Confucius's philosophy of "educating all without discrimination, and teaching students according to their talent" is a core value of the education system in Taiwan and no matter what issues I have with the system that is in place in Taiwan, it is an admirable quality that no one with a sincere desire to learn, no matter what their class or character is given the opportunity to receive an excellent education. The Confucius Memorial Ceremony is an elaborate event that celebrates a tradition that deserves a lot more attention than a short description, so I hope to be able to attend the ceremony this year and give a better description of it! 

It's hard after so much research on these temples to say that I have a particular favourite - The Taipei Temple has a history intertwined with modern Taiwan and the fusion of traditional architecture with southern architecture is quite cool. The Tainan temple is the oldest temple of its kind in Taiwan and the massive trees around the temple make it a sight that shouldn't be missed.

For me, I like that the Taoyuan temple is so large that it dwarfs the others - I like that it is nestled into the side of Tiger Head Mountain (虎頭山) with hiking trails and wildlife all around it. I love the large red pillars within the temple as well as the large opens spaces inside that make it extremely easy for a photographer to get beautiful shots especially since the temple is rarely very busy. 

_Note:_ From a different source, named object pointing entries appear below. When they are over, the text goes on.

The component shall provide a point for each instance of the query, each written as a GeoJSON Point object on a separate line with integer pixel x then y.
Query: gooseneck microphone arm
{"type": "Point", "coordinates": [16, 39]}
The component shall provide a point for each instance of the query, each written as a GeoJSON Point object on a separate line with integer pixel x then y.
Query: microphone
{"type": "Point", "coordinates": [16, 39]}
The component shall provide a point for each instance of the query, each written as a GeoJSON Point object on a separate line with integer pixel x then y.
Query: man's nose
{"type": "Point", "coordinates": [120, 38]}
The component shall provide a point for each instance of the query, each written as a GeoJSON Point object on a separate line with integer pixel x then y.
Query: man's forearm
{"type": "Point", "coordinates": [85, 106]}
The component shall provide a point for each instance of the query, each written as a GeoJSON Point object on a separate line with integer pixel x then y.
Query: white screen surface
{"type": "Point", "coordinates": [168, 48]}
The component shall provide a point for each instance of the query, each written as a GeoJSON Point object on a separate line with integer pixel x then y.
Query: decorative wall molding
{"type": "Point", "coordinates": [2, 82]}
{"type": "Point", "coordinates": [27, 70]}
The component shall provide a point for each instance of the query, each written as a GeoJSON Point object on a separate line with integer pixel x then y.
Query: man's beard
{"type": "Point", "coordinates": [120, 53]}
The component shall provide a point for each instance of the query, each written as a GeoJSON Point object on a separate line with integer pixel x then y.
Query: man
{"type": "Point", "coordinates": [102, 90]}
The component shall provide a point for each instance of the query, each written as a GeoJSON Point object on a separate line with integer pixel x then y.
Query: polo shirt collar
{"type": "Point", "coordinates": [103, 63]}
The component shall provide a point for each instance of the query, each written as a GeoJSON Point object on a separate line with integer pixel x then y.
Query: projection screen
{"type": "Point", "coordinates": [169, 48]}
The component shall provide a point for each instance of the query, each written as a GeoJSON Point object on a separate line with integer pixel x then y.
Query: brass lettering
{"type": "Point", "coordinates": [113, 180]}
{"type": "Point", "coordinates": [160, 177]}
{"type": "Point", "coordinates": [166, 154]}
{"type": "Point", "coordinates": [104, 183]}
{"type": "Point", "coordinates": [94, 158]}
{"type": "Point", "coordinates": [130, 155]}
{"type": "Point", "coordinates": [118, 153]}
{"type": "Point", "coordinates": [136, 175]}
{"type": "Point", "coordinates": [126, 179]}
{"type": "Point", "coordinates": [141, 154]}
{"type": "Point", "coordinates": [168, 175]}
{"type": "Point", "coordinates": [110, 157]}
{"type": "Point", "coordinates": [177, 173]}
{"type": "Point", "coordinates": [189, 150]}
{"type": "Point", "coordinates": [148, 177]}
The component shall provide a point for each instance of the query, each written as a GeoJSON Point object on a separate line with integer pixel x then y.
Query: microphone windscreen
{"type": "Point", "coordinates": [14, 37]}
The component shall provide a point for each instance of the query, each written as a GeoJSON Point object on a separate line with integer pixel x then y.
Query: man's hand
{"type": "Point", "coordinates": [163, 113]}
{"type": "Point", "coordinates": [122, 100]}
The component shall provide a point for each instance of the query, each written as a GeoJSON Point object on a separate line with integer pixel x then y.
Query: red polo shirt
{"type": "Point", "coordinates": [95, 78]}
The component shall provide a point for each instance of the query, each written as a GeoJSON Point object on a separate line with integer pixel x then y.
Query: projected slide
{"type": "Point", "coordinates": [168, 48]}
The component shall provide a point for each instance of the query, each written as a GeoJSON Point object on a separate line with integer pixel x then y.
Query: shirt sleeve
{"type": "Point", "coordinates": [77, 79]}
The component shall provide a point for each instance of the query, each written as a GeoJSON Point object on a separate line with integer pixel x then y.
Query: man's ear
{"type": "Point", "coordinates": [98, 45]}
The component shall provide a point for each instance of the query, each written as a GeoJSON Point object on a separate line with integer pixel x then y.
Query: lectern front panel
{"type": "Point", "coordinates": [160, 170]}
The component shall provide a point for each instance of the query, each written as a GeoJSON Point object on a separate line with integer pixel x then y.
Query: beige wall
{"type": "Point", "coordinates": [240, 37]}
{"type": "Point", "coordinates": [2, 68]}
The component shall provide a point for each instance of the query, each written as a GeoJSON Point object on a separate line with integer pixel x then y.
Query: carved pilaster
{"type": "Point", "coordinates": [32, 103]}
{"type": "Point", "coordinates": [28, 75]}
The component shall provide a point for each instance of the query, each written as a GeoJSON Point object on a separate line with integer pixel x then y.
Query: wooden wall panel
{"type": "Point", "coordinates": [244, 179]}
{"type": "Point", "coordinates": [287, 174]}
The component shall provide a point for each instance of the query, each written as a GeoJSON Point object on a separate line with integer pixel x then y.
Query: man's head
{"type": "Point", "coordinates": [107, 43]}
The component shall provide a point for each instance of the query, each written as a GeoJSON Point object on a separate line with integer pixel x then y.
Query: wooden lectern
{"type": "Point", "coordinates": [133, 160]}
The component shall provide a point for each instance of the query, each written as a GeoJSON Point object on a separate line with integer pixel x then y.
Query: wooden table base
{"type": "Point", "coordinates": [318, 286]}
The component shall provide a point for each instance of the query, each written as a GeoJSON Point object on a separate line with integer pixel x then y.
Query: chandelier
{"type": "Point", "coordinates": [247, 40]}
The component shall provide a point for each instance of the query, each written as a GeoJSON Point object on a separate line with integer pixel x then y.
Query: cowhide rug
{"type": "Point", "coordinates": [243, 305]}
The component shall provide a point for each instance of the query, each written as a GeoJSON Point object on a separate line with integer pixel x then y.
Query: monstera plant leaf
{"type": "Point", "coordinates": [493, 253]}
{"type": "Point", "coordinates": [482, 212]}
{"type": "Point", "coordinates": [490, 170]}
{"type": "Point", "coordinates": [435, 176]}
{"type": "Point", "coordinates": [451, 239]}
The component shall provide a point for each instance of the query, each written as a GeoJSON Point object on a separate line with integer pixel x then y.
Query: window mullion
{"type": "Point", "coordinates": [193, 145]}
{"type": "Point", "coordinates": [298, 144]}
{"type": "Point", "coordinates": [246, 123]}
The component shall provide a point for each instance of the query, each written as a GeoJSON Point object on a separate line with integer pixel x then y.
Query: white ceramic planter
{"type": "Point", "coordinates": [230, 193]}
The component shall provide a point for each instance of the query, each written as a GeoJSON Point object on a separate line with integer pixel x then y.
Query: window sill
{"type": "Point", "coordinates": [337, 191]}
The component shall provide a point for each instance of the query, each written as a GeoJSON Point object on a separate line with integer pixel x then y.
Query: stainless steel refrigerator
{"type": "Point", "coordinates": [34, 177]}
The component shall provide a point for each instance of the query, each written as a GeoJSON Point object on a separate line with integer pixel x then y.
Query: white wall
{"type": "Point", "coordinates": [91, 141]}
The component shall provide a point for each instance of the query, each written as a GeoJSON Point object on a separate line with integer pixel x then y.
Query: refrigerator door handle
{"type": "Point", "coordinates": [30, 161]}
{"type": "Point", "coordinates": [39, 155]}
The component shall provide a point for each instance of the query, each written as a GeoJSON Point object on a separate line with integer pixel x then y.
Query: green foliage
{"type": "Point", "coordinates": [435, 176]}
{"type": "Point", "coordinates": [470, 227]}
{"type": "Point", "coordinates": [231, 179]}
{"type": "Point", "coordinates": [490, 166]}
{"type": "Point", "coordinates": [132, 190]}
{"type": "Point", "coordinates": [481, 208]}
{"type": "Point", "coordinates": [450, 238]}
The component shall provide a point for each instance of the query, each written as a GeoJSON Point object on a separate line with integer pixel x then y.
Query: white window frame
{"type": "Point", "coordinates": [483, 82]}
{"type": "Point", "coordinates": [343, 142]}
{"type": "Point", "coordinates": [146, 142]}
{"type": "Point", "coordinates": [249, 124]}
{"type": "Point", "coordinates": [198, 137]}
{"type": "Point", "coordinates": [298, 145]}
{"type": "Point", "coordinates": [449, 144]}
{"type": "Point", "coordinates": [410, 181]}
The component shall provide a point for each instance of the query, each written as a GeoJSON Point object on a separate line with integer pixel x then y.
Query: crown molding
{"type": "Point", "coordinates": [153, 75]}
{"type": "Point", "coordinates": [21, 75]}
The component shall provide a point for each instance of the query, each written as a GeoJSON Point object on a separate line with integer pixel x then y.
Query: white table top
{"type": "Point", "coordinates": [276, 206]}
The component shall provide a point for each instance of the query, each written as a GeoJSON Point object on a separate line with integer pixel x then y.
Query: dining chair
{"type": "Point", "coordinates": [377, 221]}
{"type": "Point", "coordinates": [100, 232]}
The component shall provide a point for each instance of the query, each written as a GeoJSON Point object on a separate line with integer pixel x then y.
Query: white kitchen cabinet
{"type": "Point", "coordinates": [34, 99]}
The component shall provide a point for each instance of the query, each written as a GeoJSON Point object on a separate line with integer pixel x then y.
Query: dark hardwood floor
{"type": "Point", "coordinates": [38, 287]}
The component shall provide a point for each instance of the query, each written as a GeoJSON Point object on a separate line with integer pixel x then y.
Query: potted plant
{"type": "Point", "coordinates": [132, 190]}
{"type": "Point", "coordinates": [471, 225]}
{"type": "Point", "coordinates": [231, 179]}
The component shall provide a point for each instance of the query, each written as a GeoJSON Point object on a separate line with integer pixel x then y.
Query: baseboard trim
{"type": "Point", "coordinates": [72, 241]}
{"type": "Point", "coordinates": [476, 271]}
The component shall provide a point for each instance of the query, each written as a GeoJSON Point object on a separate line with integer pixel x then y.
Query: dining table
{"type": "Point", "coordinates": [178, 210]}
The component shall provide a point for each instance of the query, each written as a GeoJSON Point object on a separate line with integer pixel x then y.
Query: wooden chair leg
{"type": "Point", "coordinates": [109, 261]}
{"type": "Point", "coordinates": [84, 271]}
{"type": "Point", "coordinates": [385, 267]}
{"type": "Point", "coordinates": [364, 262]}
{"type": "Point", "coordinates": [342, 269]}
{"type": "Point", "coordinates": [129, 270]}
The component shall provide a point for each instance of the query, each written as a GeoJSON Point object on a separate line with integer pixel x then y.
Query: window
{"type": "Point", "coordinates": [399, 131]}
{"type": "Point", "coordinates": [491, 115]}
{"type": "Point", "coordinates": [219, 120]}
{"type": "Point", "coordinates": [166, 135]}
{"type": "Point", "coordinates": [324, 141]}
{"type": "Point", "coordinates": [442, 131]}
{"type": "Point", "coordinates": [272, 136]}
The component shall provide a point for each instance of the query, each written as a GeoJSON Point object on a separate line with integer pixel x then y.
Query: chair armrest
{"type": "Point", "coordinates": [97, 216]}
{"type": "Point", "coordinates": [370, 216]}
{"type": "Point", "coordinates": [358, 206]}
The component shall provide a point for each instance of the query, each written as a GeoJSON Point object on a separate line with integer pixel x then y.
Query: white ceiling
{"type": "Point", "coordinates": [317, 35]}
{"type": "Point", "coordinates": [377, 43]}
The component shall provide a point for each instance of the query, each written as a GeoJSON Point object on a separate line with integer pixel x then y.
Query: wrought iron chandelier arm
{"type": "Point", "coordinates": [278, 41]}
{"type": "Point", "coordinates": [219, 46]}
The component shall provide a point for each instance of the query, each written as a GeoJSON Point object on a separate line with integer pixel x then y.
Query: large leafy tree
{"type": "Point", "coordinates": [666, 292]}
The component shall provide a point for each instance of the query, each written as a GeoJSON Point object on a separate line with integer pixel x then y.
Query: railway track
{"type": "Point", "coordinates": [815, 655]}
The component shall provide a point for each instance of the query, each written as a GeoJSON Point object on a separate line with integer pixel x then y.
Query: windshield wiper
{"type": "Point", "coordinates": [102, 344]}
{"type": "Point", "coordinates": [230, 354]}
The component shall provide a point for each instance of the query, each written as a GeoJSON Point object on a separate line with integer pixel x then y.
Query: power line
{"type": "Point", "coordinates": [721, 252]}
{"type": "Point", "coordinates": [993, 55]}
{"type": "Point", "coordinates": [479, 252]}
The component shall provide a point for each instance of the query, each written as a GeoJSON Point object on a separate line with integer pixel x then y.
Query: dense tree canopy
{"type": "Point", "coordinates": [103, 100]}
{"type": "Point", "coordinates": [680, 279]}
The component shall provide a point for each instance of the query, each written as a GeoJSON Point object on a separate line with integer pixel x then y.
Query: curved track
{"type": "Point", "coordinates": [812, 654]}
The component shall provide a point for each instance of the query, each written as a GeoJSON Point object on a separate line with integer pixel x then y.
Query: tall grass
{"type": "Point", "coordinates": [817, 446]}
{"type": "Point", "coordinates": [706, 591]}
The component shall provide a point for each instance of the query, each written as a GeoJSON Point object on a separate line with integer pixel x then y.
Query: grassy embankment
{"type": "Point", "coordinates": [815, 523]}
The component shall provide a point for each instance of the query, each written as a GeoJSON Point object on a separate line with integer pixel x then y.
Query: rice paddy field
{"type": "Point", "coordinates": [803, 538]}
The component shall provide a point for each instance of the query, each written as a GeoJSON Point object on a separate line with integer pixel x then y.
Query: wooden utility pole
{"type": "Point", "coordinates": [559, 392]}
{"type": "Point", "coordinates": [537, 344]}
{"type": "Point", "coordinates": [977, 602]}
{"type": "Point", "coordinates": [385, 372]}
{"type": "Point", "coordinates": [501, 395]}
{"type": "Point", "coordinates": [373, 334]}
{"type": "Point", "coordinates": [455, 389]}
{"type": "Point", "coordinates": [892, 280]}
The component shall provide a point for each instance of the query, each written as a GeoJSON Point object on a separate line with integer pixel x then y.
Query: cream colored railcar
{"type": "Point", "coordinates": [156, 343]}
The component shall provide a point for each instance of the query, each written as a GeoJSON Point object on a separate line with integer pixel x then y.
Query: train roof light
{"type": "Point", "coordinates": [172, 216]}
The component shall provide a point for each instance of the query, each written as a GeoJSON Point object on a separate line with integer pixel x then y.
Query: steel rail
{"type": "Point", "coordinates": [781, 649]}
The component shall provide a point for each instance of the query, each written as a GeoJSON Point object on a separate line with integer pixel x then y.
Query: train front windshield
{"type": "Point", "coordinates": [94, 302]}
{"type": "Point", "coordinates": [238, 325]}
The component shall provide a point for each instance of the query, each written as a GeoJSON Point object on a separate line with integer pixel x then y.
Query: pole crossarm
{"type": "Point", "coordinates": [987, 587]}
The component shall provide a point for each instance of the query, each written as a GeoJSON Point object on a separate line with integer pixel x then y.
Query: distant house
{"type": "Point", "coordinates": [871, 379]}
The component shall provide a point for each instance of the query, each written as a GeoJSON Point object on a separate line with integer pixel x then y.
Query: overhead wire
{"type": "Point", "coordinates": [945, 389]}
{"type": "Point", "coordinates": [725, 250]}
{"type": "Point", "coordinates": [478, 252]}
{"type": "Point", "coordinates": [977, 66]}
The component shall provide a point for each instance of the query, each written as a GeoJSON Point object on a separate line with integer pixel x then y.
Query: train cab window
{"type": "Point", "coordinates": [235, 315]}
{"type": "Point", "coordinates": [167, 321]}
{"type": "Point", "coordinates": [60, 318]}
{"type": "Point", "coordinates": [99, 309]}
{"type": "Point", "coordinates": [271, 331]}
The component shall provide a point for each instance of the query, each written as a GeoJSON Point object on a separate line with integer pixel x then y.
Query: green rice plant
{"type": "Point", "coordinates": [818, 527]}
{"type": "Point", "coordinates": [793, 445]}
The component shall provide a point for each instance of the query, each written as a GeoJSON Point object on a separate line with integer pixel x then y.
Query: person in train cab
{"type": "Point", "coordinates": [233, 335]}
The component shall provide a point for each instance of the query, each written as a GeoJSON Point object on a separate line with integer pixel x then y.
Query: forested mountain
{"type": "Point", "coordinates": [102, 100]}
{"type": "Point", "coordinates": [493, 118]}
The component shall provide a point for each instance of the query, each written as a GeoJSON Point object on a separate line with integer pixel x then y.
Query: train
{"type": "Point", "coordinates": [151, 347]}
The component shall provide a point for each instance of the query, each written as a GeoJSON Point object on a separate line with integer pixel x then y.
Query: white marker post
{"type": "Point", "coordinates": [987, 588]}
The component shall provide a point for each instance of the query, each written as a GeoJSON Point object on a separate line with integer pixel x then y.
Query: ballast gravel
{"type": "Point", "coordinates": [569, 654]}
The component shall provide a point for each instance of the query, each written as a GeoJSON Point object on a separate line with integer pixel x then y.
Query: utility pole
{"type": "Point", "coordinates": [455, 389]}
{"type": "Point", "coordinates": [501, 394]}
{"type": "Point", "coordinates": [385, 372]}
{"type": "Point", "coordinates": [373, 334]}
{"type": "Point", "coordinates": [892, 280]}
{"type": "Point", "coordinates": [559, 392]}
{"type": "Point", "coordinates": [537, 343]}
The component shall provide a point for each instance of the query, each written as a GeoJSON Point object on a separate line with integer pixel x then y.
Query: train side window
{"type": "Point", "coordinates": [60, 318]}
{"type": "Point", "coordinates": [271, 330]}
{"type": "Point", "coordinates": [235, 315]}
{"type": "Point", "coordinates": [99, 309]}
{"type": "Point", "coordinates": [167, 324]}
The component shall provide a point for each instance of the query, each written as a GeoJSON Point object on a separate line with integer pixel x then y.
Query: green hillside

It's obviously not a competition to say which one is the best, but the Taoyuan temple has a special place in my heart because of all the factors I listed above. It's not convenient to get to and it's certainly not the popular tourist attraction that the other two are and at times it seems like parts of the temple aren't properly taken care of, but that shouldn't stop you from trying to check it out if you're in the area!